The clickstream analysis tool that we’re working on aims at making this clickstream data accessible to people other than just researchers, data scientists and programmers. As such, it processes these dumps to generate statistics such as top x pathways to and from a given article, distribution of incoming and outgoing traffic to a given article etc. and tries to present them in the form of easily understandable visualizations. This way, users can use this tool to gain insights from the clickstream data without having to process or analyze it themselves.

And now that that’s out of the way, we can talk about what this tool does so far and what’s next for it.
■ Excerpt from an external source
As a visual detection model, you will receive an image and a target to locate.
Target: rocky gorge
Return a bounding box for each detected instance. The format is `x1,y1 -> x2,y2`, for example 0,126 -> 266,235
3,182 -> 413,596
The tool currently lets you select a project such as en.wikipedia.org and an article in that project such as Ursula K. Le Guin & then generates the top 10 or 20 pathways to and from that article. This helps visualize the flow and distribution of traffic, such as what percentage of readers come to Ursula K. Le Guin from search engines and what article they’re the most likely to explore afterwards i.e. Ursula K. Le Guin Bibliography

Sankey diagram showing incoming and outgoing traffic to and from Ursula K. Le. Guin Wikipedia article

Hovering on the links in that Sankey diagram gives you additional information such as what percentage of Earthsea’s traffic comes from Ursula K. Le Guin. It also generates other visualizations such as treemaps to visualize the distribution of incoming traffic by referrers:

Treemap showing incoming traffic to Ursula K. Le. Guin Wikipedia article, split by referrer

and heat maps that help understand the nature of the relationship between number of pageviews and percentage of total traffic. For example, Ursula K. Le Guin sends 5889 pageviews to Ursula K. Le Guin Bibliography, which makes up almost 72% of its traffic. In contrast, it sends 3948 pageviews to Earthsea, but this only makes up about 11% of its traffic. This illustrates the role an article plays in driving readership towards other articles.
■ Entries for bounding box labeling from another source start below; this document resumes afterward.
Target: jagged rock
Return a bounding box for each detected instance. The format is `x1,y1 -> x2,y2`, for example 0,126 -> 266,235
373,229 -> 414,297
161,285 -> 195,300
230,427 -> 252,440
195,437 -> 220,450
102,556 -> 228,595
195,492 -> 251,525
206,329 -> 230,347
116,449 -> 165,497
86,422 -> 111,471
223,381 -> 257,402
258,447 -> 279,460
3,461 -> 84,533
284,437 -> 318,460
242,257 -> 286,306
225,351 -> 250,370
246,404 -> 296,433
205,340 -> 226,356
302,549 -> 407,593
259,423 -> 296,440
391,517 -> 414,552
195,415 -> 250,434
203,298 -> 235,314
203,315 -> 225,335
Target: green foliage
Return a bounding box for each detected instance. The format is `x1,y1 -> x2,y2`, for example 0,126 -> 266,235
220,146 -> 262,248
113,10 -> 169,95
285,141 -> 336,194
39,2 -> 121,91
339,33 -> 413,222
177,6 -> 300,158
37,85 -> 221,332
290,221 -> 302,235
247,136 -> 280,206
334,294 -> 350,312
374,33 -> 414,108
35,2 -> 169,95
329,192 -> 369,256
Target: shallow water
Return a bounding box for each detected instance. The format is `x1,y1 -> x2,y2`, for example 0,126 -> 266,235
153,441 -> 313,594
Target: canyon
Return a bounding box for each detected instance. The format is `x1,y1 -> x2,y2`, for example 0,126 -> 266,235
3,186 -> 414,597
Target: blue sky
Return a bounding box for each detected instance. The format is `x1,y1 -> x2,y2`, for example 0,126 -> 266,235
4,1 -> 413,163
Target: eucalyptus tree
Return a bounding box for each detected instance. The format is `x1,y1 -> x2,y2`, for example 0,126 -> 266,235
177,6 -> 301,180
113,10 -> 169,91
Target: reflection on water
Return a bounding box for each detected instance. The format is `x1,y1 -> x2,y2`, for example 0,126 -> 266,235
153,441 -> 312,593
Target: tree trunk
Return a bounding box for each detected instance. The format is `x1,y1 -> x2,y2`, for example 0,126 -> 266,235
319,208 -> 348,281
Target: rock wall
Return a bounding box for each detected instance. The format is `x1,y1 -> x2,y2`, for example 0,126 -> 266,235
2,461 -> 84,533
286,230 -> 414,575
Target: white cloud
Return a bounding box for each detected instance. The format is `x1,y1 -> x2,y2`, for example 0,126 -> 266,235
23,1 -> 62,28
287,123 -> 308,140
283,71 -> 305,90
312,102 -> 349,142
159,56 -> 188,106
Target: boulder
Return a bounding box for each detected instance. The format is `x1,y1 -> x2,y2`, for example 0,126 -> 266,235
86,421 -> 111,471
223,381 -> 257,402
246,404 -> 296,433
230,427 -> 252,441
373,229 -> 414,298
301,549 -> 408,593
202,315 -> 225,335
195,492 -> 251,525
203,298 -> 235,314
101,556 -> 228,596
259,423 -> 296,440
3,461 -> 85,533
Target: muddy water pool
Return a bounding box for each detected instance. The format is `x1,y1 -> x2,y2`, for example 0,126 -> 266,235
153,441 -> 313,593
Heatmap showing outgoing traffic from Ursula K. Le. Guin Wikipedia article

Other features include the ability to compare distribution of traffic between the same article but for more than one project, such as pt.wikipedia.org and en.wikipedia.org. This can help users identify the differences between the contents of the same article across different languages and the differences between the behavior of readers speaking different languages while seeking information regarding a certain topic.

Bar chart comparing incoming pageviews to Ursula K. Le. Guin Wikipedia article across english and portugese

There’s still other visualizations that we want this tool to have and features that we think would make using this tool a better experience so don’t forget to check back in a week or so if you’d like to see what those visualizations and features are.